Proving the limit of $\sin(\frac{1}{x})$ doesn't exist as $x$ tends to $0$

Question

I want to do this by contradiction from the definition.

Assume for sake of a contradiction that the limit, $l$, exists, where $l$ is an element of the extended real line. Let $0$ be an accumulation point of of the domain. Notice that |$\sin\left(\frac{1}{x}\right)$| $\leq$ $1$ for all $x$ real numbers apart from $0$, so $l$ can't be ±$\infty$.

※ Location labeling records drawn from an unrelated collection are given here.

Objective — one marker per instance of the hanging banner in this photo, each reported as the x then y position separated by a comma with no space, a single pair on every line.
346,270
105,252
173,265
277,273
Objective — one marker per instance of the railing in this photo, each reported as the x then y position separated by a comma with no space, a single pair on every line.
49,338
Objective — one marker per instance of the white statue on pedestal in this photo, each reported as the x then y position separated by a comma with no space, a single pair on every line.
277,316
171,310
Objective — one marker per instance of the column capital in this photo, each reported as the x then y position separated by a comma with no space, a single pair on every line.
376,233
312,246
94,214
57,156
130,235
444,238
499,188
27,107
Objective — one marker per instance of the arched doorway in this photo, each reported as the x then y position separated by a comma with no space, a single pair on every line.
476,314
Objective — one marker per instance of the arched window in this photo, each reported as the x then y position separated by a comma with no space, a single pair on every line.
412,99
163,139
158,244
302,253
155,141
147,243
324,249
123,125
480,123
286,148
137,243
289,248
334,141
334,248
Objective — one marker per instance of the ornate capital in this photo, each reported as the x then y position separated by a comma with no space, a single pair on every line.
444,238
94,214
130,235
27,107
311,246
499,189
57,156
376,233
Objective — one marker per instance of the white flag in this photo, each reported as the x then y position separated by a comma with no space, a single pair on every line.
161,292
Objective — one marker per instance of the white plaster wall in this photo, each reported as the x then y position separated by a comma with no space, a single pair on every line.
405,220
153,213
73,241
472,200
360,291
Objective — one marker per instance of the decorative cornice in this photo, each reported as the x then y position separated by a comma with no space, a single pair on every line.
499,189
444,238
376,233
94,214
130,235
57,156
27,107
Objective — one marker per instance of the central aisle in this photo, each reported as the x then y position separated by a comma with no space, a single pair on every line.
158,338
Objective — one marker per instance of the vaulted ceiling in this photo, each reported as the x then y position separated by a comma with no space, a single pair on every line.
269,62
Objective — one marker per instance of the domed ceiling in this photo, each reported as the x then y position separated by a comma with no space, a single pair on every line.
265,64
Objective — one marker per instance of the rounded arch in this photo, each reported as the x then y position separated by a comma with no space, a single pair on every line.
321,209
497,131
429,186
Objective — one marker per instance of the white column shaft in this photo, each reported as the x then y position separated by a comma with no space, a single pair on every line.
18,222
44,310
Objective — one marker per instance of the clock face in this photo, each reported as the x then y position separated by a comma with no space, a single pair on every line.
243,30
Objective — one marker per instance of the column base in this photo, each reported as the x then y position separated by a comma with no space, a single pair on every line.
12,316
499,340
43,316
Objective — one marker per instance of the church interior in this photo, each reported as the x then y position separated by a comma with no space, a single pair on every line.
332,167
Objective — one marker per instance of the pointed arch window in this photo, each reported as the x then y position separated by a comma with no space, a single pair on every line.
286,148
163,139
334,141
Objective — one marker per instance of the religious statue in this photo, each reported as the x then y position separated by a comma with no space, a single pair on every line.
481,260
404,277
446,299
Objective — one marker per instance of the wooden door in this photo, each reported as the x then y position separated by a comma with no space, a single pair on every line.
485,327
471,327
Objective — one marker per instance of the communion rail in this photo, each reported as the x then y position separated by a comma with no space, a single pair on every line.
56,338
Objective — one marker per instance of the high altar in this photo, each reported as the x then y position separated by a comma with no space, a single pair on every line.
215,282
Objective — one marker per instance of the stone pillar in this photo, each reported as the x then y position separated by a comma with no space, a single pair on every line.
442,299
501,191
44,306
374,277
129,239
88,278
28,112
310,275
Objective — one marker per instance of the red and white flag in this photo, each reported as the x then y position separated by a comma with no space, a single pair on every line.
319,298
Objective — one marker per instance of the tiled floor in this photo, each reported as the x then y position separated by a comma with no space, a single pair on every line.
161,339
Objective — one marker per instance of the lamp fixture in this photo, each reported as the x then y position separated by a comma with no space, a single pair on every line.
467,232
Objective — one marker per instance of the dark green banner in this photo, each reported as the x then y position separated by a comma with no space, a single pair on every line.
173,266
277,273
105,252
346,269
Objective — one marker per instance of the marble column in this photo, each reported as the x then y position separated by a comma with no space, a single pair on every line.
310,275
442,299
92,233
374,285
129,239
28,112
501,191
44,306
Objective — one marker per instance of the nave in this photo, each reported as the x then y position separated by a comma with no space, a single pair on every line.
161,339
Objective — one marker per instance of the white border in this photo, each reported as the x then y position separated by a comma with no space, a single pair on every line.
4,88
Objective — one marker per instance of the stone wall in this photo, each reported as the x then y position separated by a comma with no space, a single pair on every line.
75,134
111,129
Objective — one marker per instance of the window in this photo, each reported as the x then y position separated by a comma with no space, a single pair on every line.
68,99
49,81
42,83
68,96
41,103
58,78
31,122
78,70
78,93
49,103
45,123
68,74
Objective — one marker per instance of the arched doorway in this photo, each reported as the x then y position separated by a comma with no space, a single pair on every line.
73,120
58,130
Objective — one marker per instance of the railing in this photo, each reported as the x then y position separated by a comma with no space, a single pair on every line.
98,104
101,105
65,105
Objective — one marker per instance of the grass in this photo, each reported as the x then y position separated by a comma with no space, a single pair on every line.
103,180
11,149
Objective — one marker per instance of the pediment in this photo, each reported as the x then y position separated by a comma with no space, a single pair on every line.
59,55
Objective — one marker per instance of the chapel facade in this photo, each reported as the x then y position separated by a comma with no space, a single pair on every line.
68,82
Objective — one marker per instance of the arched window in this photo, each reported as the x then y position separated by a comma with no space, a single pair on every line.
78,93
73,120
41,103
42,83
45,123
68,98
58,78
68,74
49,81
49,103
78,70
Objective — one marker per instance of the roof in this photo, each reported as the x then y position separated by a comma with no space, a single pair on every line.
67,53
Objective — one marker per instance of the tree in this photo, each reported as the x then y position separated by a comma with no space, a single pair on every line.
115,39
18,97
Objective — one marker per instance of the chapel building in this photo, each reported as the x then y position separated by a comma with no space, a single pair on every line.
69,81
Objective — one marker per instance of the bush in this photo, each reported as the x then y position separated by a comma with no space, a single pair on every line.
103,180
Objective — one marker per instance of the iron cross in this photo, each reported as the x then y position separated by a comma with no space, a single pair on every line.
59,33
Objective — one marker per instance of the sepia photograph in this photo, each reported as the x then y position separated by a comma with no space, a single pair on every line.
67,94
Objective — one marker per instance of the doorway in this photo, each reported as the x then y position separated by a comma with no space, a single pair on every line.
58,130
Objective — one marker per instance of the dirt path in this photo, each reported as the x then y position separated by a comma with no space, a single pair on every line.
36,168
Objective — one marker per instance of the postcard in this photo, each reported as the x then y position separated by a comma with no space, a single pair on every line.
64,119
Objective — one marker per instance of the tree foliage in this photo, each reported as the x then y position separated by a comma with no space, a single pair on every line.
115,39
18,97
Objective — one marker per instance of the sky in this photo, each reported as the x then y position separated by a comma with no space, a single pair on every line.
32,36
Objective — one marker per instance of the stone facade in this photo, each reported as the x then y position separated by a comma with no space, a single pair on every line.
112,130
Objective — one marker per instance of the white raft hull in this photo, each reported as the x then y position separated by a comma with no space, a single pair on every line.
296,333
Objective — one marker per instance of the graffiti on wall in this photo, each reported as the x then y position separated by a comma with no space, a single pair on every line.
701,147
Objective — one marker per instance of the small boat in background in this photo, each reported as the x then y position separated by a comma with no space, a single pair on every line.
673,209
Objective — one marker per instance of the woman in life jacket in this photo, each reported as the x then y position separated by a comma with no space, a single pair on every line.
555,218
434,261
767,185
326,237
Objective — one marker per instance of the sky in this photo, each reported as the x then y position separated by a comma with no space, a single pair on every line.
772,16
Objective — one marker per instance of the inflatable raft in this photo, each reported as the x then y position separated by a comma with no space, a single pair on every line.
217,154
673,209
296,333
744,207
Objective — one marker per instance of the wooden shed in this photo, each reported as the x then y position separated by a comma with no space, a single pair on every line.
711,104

Let $\epsilon$ = $\frac{1}{2}$. If $0$ $<$ $x$ < $\delta$, when $ 0+2k\pi \leq x \leq \pi + 2k\pi$ then |$1-l$| < $\frac{1}{2}$. If $-\delta$ < $x$ $< 0$, when $x$ < $0$, $ \frac{-\pi}{2} + 2k\pi \leq x < 0 + 2k\pi$, then |$-1-l$| < $\frac{1}{2}$.

We now have, $2$ = |$1-l+1+l$| $\leq$ |$1-l$| + |$1+l$| $=$ |$1-l$| + |$-1-l$| $<$ $\frac{1}{2}$ $+$ $\frac{1}{2}$ = $1$, which is a contradiction.

Therefore, the limit doesn't exist.

What mistakes have I made. I was considering using change of variable $y$ = $\frac{1}{x}$, so the question would be the limit of $y$ approaching $\infty$ of $\sin(y)$.

Made some edits above. Is it possible for me to prove this using this method with some minor changes ?

Answer 1

If the limit existed, we would have that $\lim_{n\to \infty} \sin \frac{1}{a_n}$ would be the same for any sequence $a_n \to 0$. However, $$ \lim \sin\frac{1}{\frac{1}{\pi n}} = \lim \sin (n \pi) = 0 $$

$$ \lim \sin\frac{1}{\frac{1}{\frac{\pi}{2} +2\pi n}} = \lim \sin (\frac{\pi}{2} + 2 n \pi) = 1. $$

This means that in any neighbourhood of $x=0$ you can find values of $\sin \frac 1x$ as close as you wish to 0, and also to 1, which renders the definition of limit impossible to satisfy.

Answer 2

If you want to use the definition of limits: For all $l \in \mathbb{R}\setminus\{1\}$, there exists $\epsilon_0=|1-l|/2$, $\forall \delta > 0$, there exists $x_0= (\frac{\pi}{2}+k2\pi)^{-1} \in (0, \delta)$ for $|k| \in \mathbb{N}$ large enough, but $|\sin(\frac{1}{x_0})-l|= |\sin (\frac{\pi}{2}+k2\pi)-l| = |1-l| > \epsilon_0$.

For $l=1$, there exists $\epsilon_0=1/2$, $\forall \delta > 0$, there exists $x_0= (k2\pi)^{-1} \in (0, \delta)$ for $|k| \in \mathbb{N}$ large enough, but $|\sin(\frac{1}{x_0})-l|= |\sin (k2\pi)-l| = 1 > \epsilon_0$.